This was an interesting session devoted to email management success stories with firms using iManage. It highlighted three examples from different size firms.
Small Firm
Maritta Terrell is in a small firm in Austin, TX, about 85 users. [She is very engaging and I bet is a great trainer!] Some partners who had serious pain around Outlook performance and email folders led to implementation of a DMS. They now have 8.5 and set up MCC. Test test and re-test was key.
The Outlook speed problem led to some ideas. They had a contest with 1st and 2nd prizes. Secretarial help really shrunk Inboxes. "Stump the IT team" contest. Both approaches leveraged lawyer's competitive.
Training courses included:
- How to clean up inbox
- Preclass videos on intranet
- Regular classroom classes
- Email management
They also had "Room Service" classes--they put out a training menu like a hotel, they could ask trainers to come to them, even after hours "so no-one else would know."
They also sent around a poster with three points. You must file client email in a client/matter folder, administrative email in an admin folder, and everything else (is deleted or) stored in a personal folder.
Success measurement--email boxes reduced by 19%, may go to another 5% lower.
Mid-Size Firm
Fernando Monteleone ("Monty") works for Robinson & Cole.
Moved from DocsOpen in an April to September timeframe. They have a retention policy, all inbound messages filed or deleted within 60 days.
They chose to disallow flat filing (everything in a workspace). Send / Received dates are preserved in filing. The author in the DMS is that of the email author, not the filer. They created personal workspaces automatically.

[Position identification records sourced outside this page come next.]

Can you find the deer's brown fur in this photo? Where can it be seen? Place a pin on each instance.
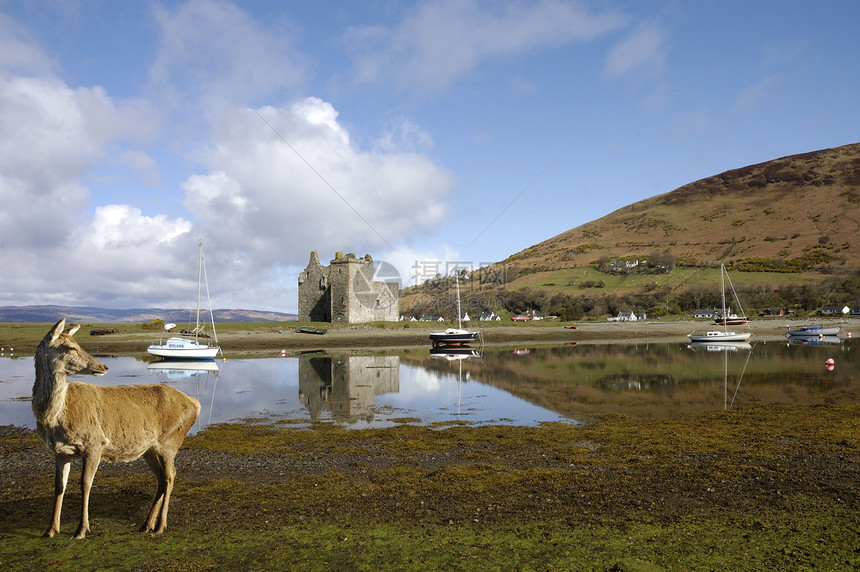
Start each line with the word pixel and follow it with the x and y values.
pixel 114 423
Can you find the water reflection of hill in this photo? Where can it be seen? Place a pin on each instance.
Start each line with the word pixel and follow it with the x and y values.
pixel 666 379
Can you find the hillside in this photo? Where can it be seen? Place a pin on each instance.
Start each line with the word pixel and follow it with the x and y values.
pixel 779 209
pixel 783 224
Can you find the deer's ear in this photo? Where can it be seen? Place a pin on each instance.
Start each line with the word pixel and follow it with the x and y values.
pixel 57 329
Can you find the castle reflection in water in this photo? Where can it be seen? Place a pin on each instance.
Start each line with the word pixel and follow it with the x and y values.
pixel 346 385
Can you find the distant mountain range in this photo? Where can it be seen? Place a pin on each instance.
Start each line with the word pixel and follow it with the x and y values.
pixel 137 315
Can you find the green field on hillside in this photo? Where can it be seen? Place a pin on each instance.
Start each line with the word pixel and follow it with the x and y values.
pixel 578 279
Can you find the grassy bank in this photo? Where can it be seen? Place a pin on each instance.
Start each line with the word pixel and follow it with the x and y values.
pixel 761 488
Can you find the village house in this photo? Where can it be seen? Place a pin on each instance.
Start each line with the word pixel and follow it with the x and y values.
pixel 834 310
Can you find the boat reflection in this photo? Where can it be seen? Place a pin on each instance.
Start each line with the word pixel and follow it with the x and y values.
pixel 813 341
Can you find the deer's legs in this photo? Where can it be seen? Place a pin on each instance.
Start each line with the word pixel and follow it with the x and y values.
pixel 162 466
pixel 61 477
pixel 91 461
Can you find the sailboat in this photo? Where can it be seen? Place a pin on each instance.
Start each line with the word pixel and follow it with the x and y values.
pixel 454 336
pixel 179 348
pixel 722 335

Tried to keep folder design simple, about eight categories for litigation and another eight for business matters.
Their customization included a tool to reclassify matters, and run integrity checks. A utility created a project workspace with members listed and documents.
They went live over Labor Day Weekend, got to 8.5 by February. Filing 2500-5000 emails a day, half a million since the beginning of the year. Association of an email folder with a workspace in iManage was the largest method of filing.
Foley & Lardner
Dana Moore is the "Records & Information Compliance Manager."

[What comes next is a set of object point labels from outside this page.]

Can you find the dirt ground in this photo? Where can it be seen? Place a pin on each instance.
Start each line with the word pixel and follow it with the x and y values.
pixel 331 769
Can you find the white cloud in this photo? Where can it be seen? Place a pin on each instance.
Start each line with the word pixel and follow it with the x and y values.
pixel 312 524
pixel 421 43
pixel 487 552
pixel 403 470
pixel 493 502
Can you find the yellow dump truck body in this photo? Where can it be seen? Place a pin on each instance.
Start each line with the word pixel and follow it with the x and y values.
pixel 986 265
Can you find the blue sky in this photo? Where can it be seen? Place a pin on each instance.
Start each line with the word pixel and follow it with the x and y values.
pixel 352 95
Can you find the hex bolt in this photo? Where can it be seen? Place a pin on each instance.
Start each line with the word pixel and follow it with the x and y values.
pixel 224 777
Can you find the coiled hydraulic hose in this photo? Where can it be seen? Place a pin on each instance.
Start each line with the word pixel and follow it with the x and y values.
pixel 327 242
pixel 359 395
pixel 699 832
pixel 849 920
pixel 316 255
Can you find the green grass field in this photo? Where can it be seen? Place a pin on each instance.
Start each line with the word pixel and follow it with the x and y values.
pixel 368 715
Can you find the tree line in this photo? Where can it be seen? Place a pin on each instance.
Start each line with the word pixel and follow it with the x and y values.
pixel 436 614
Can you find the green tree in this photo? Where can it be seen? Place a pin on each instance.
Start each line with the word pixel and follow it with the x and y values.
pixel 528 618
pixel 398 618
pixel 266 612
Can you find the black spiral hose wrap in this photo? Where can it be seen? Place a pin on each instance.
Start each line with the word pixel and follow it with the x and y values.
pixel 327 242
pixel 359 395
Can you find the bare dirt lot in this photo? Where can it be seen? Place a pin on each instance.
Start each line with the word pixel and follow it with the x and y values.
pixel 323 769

Email became a risk management issue. Exchange servers were bursting at the seams. Under their RM policy, the electronic version of the email is the official version. They realized email needed to be part of the matter. It allowed document holds, litigation discovery, and file transfers to go smoothly.

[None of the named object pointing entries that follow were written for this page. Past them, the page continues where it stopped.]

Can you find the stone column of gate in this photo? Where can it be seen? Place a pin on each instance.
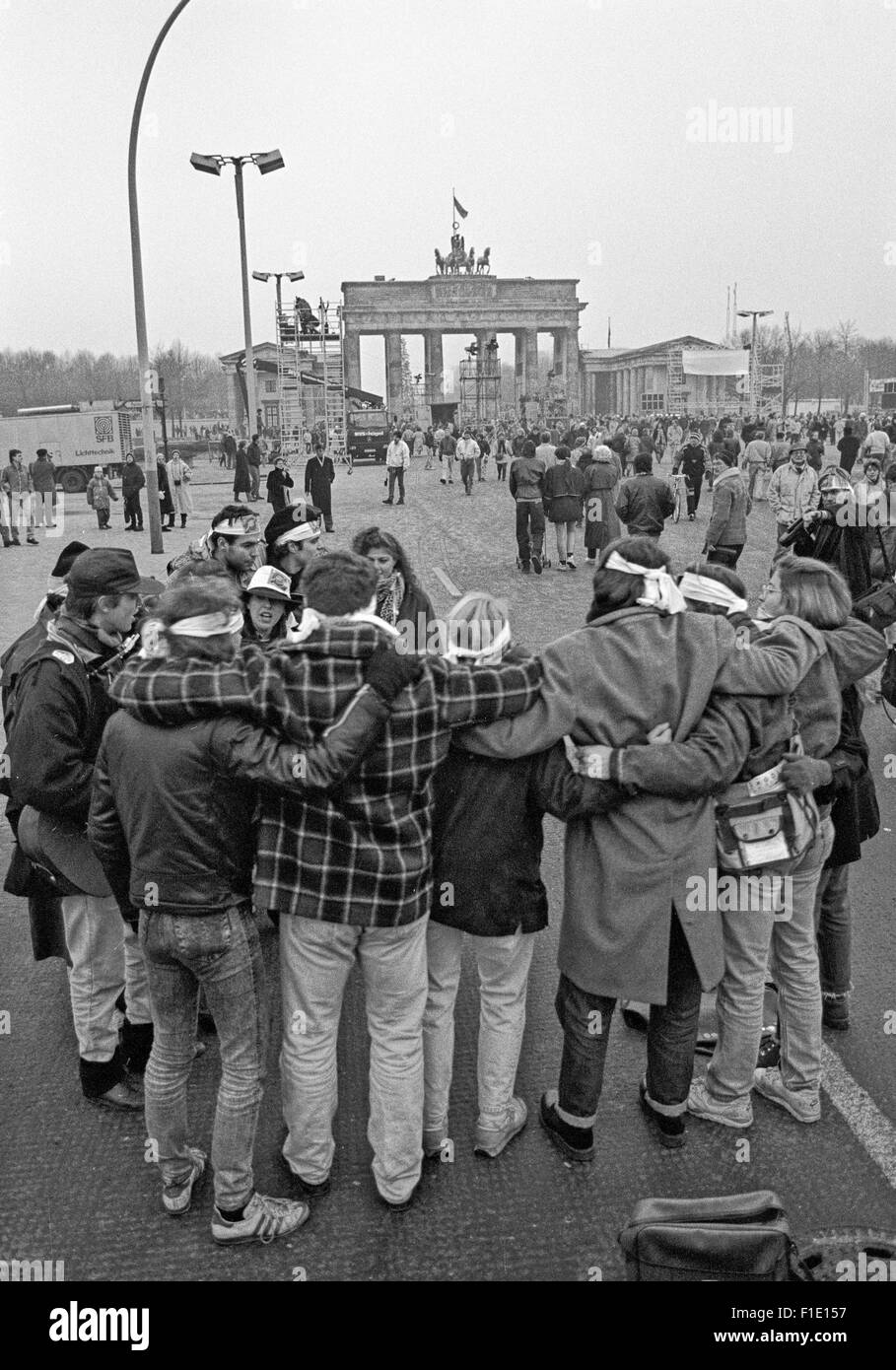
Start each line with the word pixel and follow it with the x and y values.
pixel 559 354
pixel 433 368
pixel 393 373
pixel 531 362
pixel 351 358
pixel 570 372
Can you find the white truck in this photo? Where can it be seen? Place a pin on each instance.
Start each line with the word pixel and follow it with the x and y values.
pixel 77 438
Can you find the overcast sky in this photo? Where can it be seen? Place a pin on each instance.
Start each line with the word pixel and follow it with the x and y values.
pixel 566 126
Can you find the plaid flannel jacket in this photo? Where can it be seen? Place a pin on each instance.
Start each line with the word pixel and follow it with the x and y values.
pixel 361 853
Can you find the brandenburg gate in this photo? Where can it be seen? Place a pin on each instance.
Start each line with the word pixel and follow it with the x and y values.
pixel 477 305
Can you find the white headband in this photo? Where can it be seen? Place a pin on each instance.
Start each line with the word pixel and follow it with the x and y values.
pixel 659 589
pixel 206 625
pixel 703 589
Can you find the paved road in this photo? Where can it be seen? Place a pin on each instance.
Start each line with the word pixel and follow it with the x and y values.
pixel 76 1184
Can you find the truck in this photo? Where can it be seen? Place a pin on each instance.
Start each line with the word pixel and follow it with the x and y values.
pixel 77 438
pixel 369 432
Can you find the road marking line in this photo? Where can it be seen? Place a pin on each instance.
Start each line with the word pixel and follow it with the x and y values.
pixel 864 1120
pixel 449 585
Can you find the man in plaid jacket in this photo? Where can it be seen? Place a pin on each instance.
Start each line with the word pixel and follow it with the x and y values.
pixel 351 866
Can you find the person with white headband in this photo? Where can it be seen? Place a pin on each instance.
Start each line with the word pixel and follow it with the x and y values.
pixel 350 871
pixel 172 825
pixel 233 543
pixel 629 927
pixel 487 856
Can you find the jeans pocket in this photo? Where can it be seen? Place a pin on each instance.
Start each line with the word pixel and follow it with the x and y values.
pixel 203 937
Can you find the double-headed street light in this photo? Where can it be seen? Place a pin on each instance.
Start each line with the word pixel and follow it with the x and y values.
pixel 755 378
pixel 264 162
pixel 278 276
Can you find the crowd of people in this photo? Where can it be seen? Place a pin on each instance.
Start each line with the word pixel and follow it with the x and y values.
pixel 292 733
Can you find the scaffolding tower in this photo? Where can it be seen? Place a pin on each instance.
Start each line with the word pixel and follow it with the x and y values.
pixel 480 386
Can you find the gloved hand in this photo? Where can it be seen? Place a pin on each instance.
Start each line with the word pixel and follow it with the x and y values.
pixel 389 670
pixel 804 773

They set up an ERM Validation Committee and a pilot group. 10% of the attorneys wanted to participate. They set up a communication plan from the top down. They were moving operations offsite.
They created an "Email Archive Repository." It's a DMS repository that only a few have access to. [Not great from a KM perspective].
F & L had a long implementation period. First communications in June 2007 were around "how much email can you delete?" Did lots of deleting for $50 gift cards.
Email really locked down--old email had to be retrieved through records managers, who kept it out of Outlook.
Filing is now a requirement--all in Inbox or Sent over 180 days deleted. The Delete box is on a seven day aged, with a 2 GB size limit. They do not delete from sub-folders.
There was a lot of bulk filing without classification, into their general personal numbers. It was still refindable even through others couldn't. People didn't follow folder naming conventions. There was some refusal and denial. Training was not required. She thinks mandatory training may not be impossible.
Have filed 27 million emails since 2007. All servers are centralized. Filing is a way of life for most.
Questions:
Some attorneys at Maritta's firm who can barely work with Word file email. Such attorneys had another set up the email filing links.
At Foley, going to the 180 day rule really helped adoption. The most appreciation is coming from the professional responsibility partners and the people looking for email as a result of litigation involving the firm.
They all analyzed how everyone managed their emails and adopted email filing to that behavior. They had to understand how many attorneys worked remotely.
2 comments:
I am quite impressed with the 27 million number from Foley. Although it is also a bit scary considering we are considering implementing some similar types of rules. Time to get ready for the document/email influx.
My thought on her presentation was, "this is what would happen if a really tough records manager took over email management." Effective in its way. Political cost might be high; it might be necessary to have a centralized office and heirarchical culture that can accept such changes.